Halaman:Warisan Seorang Pangeran 01.pdf/55

Dari Wikisumber bahasa Indonesia, perpustakaan bebas
Halaman ini telah diuji baca

Djin Tjoen tidak bilang sesuatu apapun, ia tidak mentjegah. Iapun tutup mulutnja terhadap In Soeya, maka sewaktu sisekertaris dapat tahu piauwsoe itu telah pergi, Tjeng Loen sudah pergi djauh. Dalam mendongkolnja, ia desak piauwsoe muda ini lekas kembali ke Souwtjioe.

To Tiehoe kaget, menjesal dan mendongkol. Ia segera tahan Boe Djin Tjoen dan kirim orang pergi kekantor Ban Seng Piauw Kiok, guna desak wakilnja Tjeng Loen, untuk lekas tjari piauw jang hilang itu. Orang pun dikirim ke Siongkang, guna tangkap anak-isteri Tjeng Loen jang berdjumlah lima orang.

Di Ban Seng Piauw Kiok, orang mendjadi kaget dan heran. Disana masih ada beberapa murid serta piauwsoe undangan, jang diadjak bekerdja sama. Tentu sadja mereka mendjadi bingung dan repot, untuk memikirkan daja pertolongan.

Tjeng Loen sendiri jang pergi mentjari bantuan bukannja tidak menemukan kesulitan. Ia telah tiba di Yam-shia, untuk mentjari sahabatnja jang mendjadi pemilik Tin Wan Piauw Kiok. Piauwsoe itu adalah Kim-pa-tjoe Siang Beng si Mantjantutul Belang. Pada kira sembilan tahun jang lampau, pernah mereka berdua melindungi piauw. Mereka menghadapi bahaja tapi piauw achirnja dapat dirampas pulang, karena itu, perhubungan mereka mendjadi erat dan keduanja angkat saudara. Dalam hal ilmu-silat, Siang Beng kalah, tetapi dia pandai bergaul dan banjak kenalannja, dia dapat diharap untuk minta bantuan sahabat²nja itu.

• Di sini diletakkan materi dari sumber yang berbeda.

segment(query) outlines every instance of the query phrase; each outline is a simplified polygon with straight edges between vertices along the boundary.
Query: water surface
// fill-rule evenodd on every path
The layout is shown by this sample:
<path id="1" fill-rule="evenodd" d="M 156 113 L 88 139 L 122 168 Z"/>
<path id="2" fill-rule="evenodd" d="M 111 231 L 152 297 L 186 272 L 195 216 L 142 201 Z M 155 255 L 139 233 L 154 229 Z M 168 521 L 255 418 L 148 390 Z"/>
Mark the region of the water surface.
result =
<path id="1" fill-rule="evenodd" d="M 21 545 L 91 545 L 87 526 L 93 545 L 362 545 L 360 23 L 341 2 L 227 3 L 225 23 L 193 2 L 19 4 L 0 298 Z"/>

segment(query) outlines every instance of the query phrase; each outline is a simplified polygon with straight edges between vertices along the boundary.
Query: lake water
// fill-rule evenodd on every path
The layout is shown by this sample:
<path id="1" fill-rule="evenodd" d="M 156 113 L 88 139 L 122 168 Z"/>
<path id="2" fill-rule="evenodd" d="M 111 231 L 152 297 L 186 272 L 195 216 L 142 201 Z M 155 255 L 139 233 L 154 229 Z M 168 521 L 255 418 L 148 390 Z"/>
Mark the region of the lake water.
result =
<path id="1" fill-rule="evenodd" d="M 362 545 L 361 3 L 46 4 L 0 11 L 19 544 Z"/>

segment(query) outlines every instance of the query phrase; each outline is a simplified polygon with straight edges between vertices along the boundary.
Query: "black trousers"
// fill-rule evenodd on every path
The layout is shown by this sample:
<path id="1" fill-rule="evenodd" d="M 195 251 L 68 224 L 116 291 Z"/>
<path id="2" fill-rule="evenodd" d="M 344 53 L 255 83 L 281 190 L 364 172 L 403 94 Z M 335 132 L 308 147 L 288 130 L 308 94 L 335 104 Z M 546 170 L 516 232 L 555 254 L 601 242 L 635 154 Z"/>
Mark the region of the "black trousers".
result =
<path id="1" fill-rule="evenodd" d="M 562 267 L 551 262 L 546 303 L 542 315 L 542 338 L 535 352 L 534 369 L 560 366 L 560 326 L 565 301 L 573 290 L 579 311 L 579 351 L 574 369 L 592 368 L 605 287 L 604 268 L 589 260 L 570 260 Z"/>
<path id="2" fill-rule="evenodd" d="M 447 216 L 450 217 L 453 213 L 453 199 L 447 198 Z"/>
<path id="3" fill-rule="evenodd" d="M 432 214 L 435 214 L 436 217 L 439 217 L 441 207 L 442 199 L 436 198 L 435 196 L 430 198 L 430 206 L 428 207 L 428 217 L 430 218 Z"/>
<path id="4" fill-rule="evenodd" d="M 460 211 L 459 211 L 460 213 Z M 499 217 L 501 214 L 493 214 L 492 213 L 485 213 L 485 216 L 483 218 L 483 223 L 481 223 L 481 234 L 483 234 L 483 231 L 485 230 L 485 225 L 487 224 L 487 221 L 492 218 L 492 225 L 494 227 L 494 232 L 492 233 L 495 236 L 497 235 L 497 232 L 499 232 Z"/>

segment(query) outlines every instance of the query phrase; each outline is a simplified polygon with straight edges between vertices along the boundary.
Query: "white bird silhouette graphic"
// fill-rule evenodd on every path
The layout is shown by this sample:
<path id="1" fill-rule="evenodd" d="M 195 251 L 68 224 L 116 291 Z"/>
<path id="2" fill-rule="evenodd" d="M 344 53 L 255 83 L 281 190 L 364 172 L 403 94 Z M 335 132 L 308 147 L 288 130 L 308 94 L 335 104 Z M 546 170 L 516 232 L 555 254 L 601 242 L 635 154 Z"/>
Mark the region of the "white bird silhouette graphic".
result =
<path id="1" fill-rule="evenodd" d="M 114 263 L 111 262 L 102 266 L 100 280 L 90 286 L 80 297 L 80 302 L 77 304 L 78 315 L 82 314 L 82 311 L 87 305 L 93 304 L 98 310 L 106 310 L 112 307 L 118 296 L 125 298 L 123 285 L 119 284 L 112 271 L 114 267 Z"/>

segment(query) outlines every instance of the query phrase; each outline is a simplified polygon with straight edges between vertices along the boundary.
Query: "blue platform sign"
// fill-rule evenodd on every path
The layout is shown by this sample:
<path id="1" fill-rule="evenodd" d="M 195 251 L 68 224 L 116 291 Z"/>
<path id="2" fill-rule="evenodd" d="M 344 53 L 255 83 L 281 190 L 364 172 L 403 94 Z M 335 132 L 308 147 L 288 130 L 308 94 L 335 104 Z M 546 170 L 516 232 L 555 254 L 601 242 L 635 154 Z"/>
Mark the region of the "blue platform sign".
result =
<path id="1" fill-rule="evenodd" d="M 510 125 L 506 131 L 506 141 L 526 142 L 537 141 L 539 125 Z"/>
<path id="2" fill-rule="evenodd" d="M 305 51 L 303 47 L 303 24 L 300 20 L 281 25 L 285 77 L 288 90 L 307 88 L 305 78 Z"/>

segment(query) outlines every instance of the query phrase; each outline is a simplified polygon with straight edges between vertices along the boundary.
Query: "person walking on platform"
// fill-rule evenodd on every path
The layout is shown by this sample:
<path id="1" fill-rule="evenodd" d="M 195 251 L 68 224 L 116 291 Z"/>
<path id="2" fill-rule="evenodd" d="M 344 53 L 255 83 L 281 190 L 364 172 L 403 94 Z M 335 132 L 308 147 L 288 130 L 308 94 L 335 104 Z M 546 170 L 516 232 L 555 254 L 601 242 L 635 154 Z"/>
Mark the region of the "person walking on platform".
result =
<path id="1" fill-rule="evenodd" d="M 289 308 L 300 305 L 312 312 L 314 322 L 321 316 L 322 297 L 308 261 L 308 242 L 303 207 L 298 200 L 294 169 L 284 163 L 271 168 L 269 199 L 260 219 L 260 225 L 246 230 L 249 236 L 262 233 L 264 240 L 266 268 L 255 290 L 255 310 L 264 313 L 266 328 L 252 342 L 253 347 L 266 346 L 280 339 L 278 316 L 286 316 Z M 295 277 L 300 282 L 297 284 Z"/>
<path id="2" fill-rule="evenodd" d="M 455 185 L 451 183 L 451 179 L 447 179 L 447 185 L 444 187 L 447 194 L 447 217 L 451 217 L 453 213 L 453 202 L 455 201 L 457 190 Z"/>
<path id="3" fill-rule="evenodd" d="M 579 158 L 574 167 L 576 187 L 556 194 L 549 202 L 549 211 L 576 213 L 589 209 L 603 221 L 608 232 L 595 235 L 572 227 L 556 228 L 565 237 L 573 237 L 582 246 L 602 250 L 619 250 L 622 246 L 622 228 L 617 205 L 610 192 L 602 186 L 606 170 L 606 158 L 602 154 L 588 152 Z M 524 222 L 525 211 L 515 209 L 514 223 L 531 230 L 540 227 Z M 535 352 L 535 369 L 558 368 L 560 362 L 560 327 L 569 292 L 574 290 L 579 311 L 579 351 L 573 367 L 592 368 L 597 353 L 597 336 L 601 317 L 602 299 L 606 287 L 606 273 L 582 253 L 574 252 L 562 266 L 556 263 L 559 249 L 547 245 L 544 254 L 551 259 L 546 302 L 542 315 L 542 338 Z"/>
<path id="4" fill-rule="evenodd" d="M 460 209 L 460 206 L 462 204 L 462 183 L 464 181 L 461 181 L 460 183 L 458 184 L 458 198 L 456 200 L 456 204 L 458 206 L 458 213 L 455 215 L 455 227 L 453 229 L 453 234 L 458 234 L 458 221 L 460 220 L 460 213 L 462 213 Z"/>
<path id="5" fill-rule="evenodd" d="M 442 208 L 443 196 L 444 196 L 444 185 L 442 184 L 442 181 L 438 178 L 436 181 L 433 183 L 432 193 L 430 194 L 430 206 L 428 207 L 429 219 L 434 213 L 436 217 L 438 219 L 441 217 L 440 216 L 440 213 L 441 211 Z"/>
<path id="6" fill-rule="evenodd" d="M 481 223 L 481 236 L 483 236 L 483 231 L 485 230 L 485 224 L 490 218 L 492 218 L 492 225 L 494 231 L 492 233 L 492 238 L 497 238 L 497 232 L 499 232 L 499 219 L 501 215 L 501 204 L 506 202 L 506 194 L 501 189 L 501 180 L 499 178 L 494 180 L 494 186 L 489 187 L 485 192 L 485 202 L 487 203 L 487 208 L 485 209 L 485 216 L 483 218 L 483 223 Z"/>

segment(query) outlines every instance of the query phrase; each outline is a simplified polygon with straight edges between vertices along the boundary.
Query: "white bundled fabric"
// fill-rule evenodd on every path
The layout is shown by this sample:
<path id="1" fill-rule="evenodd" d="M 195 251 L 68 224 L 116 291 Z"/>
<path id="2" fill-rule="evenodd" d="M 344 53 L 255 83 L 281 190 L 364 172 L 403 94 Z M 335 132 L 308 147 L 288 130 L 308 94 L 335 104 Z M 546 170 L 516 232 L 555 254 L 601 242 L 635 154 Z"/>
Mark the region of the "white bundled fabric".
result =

Sajang, Tjeng Loen datang menubruk tempat kosong. Baru pada bulan jang lewat, Siang Beng telah berangkat ke Kwangwa bersama sahabatnja dan mungkin empat atau limapuluh hari lagi baru akan pulang kembali. Tjeng Loen djadi masgul hingga ia banting kaki, sehingga beberapa piauwsoe dari Tin Wan Piauw Kiok merasa tak enak hati.

Satu malam, Tjeng Loen nginap di Tin Wan Piauw Kiok, besoknja ia mau berangkat ke Hangtjioe. Disana ada satu soeheng, atau kakak seperguruan dari ajahnja, jaitu Tiat-tah Tjhio Tjong Sian si Menara Besi, jang ia harap bisa diminta bantuannja. Ketika ia memohon diri, ia ditjegah oleh Siang Tjeng, adik Siang Beng. Sebagai wakil tuan rumah, Siang Tjeng mengundang Tjeng Loen bersantap dan pesiar. Karena malu hati, Tjeng Loen melajani hingga setengah harian, tetapi ia masih ditahan djuga.

„Urusanku sangat penting”, Tjeng Loen bilang. Karena terpaksa, ia tuturkan hal terampasnja piauwnja.